NON SENTIRE IL MALE dedicato a Eleonora Duse, di e con Elena Bucci

Un appuntamento perfettamente in sintonia con la vocazione di Spazio Solo, che pone al centro l’interprete e la potenza primaria della parola in scena.

Scritto, diretto e interpretato da Elena Bucci, lo spettacolo si configura come un attraversamento intimo e stratificato dell’eredità dusiana, sottraendola alla retorica celebrativa per restituirla come presenza inquieta, corpo di voce e di pensiero.

Note di Elena Bucci

Eleonora Duse, nata nel 1858 e morta nel 1924, fu attrice e capocomica. La libertà del suo agire rivoluzionò e sconvolse il teatro del suo tempo. Detestava le biografie, le autobiografie, i centenari e le commemorazioni. Per me, fu anche una grande donna. 

Incontrai Eleonora, come una maestra fantasma, quando cercavo la mia strada di autrice in un palazzo abbandonato tra le campagne. Da allora mi ha sempre accompagnato e illuminato nel corso di tante repliche che sono cambiate con me, da Milano a Roma, da Venezia a Mosca, a Parigi.

Questo lavoro mi accompagna da anni e cambia con me fin da quando uscii dalla compagnia del mio maestro Leo de Berardinis, quando cercavo una strada personale, una scrittura, una visione.

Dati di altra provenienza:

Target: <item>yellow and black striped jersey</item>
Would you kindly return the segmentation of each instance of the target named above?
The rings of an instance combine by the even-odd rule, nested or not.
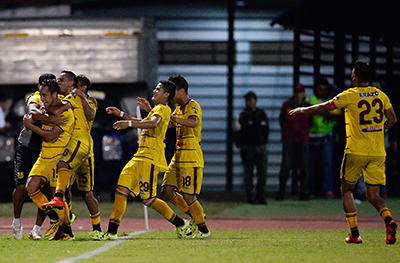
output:
[[[143,120],[151,120],[153,116],[161,117],[161,122],[155,129],[143,129],[140,136],[138,151],[133,156],[135,161],[150,162],[160,167],[161,172],[167,170],[165,159],[165,133],[170,121],[171,109],[164,104],[156,105]]]
[[[355,87],[330,101],[345,108],[347,144],[345,153],[385,156],[384,111],[392,107],[388,96],[375,87]]]
[[[72,109],[68,109],[63,112],[65,117],[68,117],[68,123],[65,126],[59,126],[63,132],[58,136],[55,142],[42,142],[42,151],[40,152],[40,156],[46,160],[51,160],[57,157],[61,157],[63,154],[65,147],[68,145],[72,132],[74,130],[74,113]],[[42,122],[43,130],[52,130],[55,124]]]
[[[91,141],[90,129],[93,122],[88,121],[86,118],[81,97],[75,94],[68,94],[64,98],[64,101],[68,101],[72,106],[72,110],[74,111],[75,128],[72,133],[72,139],[78,139],[86,144],[89,144]]]
[[[174,122],[176,126],[176,146],[172,162],[178,167],[204,167],[201,149],[202,111],[195,100],[189,100],[184,106],[177,106],[172,114],[176,117],[197,117],[194,128]]]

C’è un tempo della vita in cui non bastano più mestiere, tecnica, lavoro, ma ci si domanda dove ci portino e cosa c’è oltre e altrove. Io ero proprio lì, quando, parlando con un amico sapiente, mi sono accorta che gli scritti e il pensiero della Duse mi avevano accompagnato per tutta la mia vita teatrale. Ho cercato un luogo che mi parlasse e dei compagni generosi, e dedicando questo lavoro a lei ho raccolto i fili delle mie inquietudini, sperando che non fossero solo mie. Non avrei mai avuto il coraggio di questa solitudine senza il calore degli amici e di questo li ringrazio. Non è stato per amor di stravaganza che ho cominciato questo lavoro in un luogo – il Palazzo di San Giacomo a Russi, in stato di abbandono – pieno di memorie storiche e personali. Dovevo creare tutte le condizioni perché fosse possibile l’intensa trasformazione che volevo. Ora si è situato in profondità e con precisione in un luogo interiore che, pur modificando il linguaggio e l’espressione, posso rintracciare in ogni momento. Lo spettacolo è davvero scritto nel corpo, senza retorica, ed è questo che cercavo, e questo è il cuore del mio lavoro su Eleonora Duse, immaginata nel momento in cui, malata e sostituita da Gabriele D’Annunzio nella Figlia di Iorio, prende il copione e recita tutte le parti, tutte le scene, tutte le figure, davanti allo sguardo allucinato di Matilde Serao, puntuale e quasi invadente osservatrice e testimone. Forse in quel momento la Duse, che recitando guariva dai danni della vita, provava a liberarsi e a vedere oltre la materia necessaria, odiata e amata, del teatro: le scene, i costumi, gli attori…forse sognava di poter volare per un attimo, come le altre arti tentavano, in uno spazio dove fosse possibile il teatro senza corpo e senza voce, libero dalla poesia inevitabile della sua continua distruzione nel qui e ora. Liberandosi della materia del teatro, forse si rinnova il contatto con la vita, da lei sempre inseguito e sfuggito.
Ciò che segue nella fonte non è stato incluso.